Something in his leisurely movements and the secure position of his feet upon the lawn suggested that it was Mr. Gatsby himself, come out to determine what share was his of our local heavens.

This quote is from the end of Chapter One; Nick is outside watching a cat and then notices Mr. Gatsby with feet planted firmly on his lawn, gazing at the green light.  This green light at the end of Daisy's pier represents for Gatsby his happiness. For, in the final chapter, Nick reflects upon this green light as representative of Gatsby's "capacity for wonder," the reflection of a man's dream.  And, that Daisy is synonymous with his dream is indicated in Chapter Six when Gatsby first speaks with Daisy, he tells her, "You always have a green light that burns all night at the end of your dock."

2.

In relating the past of Gatsby, the narrator Nick Carraway describes Jay Gatsby as having "reveries" that provided him the tie between his material values and his dreams:

For a while these reveries provided an outlet for his imagination; they were a satisfactory hint of the unreality of reality, a promise that the rock of the world was founded securely on a fairy's wing.

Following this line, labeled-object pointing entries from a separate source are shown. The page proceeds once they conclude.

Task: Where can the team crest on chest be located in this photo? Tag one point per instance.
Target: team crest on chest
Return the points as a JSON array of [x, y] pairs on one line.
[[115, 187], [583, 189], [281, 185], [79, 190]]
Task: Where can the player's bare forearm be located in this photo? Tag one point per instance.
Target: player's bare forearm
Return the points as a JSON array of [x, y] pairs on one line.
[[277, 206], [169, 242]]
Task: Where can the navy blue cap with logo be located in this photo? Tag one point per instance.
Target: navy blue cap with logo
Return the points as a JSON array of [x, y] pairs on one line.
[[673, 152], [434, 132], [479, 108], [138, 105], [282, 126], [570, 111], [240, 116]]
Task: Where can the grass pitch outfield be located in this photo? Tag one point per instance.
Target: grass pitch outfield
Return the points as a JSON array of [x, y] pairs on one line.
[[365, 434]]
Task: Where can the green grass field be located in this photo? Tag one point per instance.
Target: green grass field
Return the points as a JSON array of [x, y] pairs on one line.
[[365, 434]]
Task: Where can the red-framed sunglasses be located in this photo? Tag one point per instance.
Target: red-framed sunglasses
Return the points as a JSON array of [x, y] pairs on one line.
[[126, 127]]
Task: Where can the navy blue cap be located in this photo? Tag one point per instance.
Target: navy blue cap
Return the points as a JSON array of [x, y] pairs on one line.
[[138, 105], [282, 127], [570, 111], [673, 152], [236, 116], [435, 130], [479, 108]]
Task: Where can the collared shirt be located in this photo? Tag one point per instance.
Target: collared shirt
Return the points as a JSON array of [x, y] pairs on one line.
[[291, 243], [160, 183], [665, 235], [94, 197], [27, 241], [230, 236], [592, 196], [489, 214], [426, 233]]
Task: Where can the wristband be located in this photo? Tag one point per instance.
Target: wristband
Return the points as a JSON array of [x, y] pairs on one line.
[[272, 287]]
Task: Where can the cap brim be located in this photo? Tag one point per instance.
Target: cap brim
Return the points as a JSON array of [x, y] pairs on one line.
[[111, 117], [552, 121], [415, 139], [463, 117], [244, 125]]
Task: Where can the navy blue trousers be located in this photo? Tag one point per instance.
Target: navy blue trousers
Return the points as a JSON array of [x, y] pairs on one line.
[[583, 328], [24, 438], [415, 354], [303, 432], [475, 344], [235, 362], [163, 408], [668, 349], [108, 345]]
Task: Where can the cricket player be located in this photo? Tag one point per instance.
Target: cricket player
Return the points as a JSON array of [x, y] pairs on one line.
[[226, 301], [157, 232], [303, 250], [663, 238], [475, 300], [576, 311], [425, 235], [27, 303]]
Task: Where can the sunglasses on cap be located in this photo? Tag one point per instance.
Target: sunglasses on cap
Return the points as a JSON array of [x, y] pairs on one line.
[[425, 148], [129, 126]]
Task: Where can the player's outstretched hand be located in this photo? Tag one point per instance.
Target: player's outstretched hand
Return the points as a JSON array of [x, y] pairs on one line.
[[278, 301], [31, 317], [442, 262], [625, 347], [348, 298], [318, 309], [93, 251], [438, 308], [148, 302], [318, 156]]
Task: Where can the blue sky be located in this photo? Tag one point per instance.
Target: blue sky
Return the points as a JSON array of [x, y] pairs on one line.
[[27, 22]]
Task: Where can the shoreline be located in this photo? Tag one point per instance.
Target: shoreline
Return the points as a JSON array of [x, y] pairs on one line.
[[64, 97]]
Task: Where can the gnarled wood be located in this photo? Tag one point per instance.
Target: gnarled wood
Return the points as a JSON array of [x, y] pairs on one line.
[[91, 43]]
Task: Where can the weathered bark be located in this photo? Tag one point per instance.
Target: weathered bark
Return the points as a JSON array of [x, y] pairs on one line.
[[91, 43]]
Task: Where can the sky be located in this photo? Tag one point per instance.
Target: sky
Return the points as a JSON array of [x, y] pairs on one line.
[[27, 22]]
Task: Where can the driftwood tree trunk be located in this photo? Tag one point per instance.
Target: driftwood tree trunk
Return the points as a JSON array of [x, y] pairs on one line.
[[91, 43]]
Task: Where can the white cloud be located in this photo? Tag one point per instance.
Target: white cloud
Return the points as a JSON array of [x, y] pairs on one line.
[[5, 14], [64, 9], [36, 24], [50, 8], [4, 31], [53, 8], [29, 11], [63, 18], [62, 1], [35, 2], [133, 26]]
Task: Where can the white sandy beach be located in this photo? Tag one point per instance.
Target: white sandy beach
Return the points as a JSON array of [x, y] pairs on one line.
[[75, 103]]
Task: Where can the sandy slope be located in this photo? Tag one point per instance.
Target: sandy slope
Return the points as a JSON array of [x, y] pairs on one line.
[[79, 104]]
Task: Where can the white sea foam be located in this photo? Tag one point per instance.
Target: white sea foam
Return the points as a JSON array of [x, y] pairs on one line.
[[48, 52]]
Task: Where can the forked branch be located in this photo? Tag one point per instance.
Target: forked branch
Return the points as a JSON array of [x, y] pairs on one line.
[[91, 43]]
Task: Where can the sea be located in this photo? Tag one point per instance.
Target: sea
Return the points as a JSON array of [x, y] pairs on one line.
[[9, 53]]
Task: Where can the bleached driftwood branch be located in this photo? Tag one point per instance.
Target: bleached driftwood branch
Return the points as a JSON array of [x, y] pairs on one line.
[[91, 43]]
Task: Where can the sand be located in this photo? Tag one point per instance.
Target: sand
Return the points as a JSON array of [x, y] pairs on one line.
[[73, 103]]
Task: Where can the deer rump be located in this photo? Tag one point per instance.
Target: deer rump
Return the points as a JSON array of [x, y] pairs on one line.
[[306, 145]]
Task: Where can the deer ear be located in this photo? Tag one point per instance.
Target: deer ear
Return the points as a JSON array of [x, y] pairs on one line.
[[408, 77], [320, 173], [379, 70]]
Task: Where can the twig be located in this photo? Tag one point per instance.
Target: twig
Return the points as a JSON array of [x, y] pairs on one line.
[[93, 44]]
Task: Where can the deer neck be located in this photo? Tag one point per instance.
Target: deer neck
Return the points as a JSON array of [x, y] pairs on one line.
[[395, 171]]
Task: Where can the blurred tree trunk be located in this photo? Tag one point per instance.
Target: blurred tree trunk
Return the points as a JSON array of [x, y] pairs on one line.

Gatsby's idea of happiness is inextricably tied to material values.

3-4. In Chapter Eight after he has been watching "over nothing" in the moonlight, Gatsby "...was clutching at some last hope...," but he surrenders his visionary hope that has simply been reduced to material gain. Daisy, his object of happiness who conspires with her husband Tom to protect themselves after the car accident in which Myrtle Wilson is killed, has become unworthy of Gatsby:

 He must have felt that he had lost the old warm world, paid a high price for living too long with a single dream. He must have looked up at an unfamiliar sky through frightening leaves and shivered as he found what a grotesque thing a rose is and how raw the sunlight was upon the scarcely created grass. A new world, material without being real, where poor ghosts, breathing dreams like air, drifted fortuitously about...like that ashen, fantastic figure gliding toward him through the amorphous trees.

5-6. The illusion of Gatsby's dream of happiness with Daisy is further developed in Chapter Nine.  Earlier when Nick warns Gatsby that he cannot repeat the past, Gatsby incredulously replies, "Can't repeat the past?  Why, of course you can."  He believes firmly he can recapture the past and happiness.

Then, in Chapter Nine, Gatsby recognizes the flaws in his dream that is but illusion: 

He had come such a long way to this blue lawn, and his dream must have seemed so close he could hardly fail to grasp it. But what he did not know was that it was already behind him, somewhere in the vast obscurity beyond the city, where the dark fields of the republic rolled on under the night."